Adão começou a pensar que os animais eram mais amados por Deus do que ele próprio, que era feito à imagem e semelhança do Criador.

Então Deus viu, naquele momento, nascer o poeta questionador e percebeu que ele precisava de uma resposta para seus conflitos internos. Decidiu criar a companheira que Adão queria. Fez Deus que Adão caísse em profundo sono e tomou uma de suas costelas. Mais uma vez verbalizou, dizendo: “Haja beleza, doçura e encanto. Haja calor e uma pele aveludada para aquecer seu companheiro. Haja seios e pernas contornadas, cabelos belíssimos que caiam sobre suas costas, e que ela seja forte para fortalecer seu companheiro quando ele se sentir fraco. Que ela seja inteligente para governar com ele”.

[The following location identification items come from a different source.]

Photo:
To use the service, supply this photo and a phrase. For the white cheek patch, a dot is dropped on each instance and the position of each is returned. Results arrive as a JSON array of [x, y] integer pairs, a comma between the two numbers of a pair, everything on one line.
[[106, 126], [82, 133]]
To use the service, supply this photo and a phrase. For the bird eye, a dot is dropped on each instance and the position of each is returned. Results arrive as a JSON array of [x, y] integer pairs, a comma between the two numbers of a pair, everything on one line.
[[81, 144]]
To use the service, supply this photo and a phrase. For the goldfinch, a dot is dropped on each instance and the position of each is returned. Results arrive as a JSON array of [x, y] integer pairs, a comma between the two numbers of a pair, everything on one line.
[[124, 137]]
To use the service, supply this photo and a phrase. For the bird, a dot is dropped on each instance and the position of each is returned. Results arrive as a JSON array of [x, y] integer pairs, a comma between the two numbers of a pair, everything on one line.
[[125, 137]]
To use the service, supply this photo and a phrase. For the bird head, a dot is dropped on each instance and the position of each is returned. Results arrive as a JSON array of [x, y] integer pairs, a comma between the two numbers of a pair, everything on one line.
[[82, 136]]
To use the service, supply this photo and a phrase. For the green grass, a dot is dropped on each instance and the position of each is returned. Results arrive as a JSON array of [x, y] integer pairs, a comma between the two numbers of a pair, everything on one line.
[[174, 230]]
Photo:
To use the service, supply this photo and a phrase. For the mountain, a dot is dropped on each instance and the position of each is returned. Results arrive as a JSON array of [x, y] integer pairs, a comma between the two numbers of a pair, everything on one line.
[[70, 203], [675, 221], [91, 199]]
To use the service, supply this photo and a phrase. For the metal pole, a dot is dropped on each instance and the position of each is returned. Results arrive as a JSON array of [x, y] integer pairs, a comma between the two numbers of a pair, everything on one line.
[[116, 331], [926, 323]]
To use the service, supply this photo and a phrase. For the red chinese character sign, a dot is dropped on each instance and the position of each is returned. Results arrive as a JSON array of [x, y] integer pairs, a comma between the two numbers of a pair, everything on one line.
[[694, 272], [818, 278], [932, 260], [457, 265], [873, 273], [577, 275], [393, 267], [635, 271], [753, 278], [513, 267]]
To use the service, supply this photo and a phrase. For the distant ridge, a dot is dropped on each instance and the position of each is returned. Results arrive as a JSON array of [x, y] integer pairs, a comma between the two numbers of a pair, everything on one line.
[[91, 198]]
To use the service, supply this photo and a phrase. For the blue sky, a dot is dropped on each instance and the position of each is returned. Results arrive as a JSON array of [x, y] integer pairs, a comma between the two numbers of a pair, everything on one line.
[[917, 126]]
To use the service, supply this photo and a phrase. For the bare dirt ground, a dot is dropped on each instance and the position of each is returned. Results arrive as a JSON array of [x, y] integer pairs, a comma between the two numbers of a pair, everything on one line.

Então Deus criou a mulher…

Ao acordar do profundo sono, Deus chamou: “Adão! Venha ver sua companheira”. Adão, maravilhado com a perfeição de sua fêmea, disse: “Osso dos meus ossos e carne da minha carne”.

Deus disse: “Você agora não está só. Cuide da sua companheira, não a deixe só. Proteja-a com sua vida, se preciso for”.

Um cenário perfeito, uma mulher perfeita, e agora sim, Adão se considerava um homem perfeito.

Mas Adão não cumpriu o que Deus disse e, depois de muito conviver com a mulher, sentiu falta dos animais e da solidão. Passou a deixar sua mulher sozinha. Ela, sentindo-se só, passou a caminhar por todo o jardim e, numa das árvores, conheceu uma serpente falante que a seduziu.

E o final da história todos já sabem… Adão culpou Deus, a mulher culpou a serpente, e a serpente nem havia saído do lugar; a mulher foi até ela. Deus havia dito para Adão e Eva que poderiam comer de todas as árvores do Jardim, menos da árvore da ciência do bem e do mal.

Deus poderia destruir Eva, mas Adão ficaria revoltado e só novamente. Então Deus decidiu que o homem deveria, a partir daquele dia, se virar sozinho; a mulher deveria sentir dores e ter filhos para aprender a não ser desobediente; e a serpente passou a rastejar e comer o pó da terra por todos os séculos.

Mas o que se aprende com tudo isso é: homens, não abandonem suas mulheres, pois as serpentes hoje estão por toda parte. Mulheres, não pisem em lugares que não foram feitos para vocês; ali vocês sentirão dores desnecessárias. E serpentes, não pensem que ficarão impunes quando causarem danos aos filhos de Deus.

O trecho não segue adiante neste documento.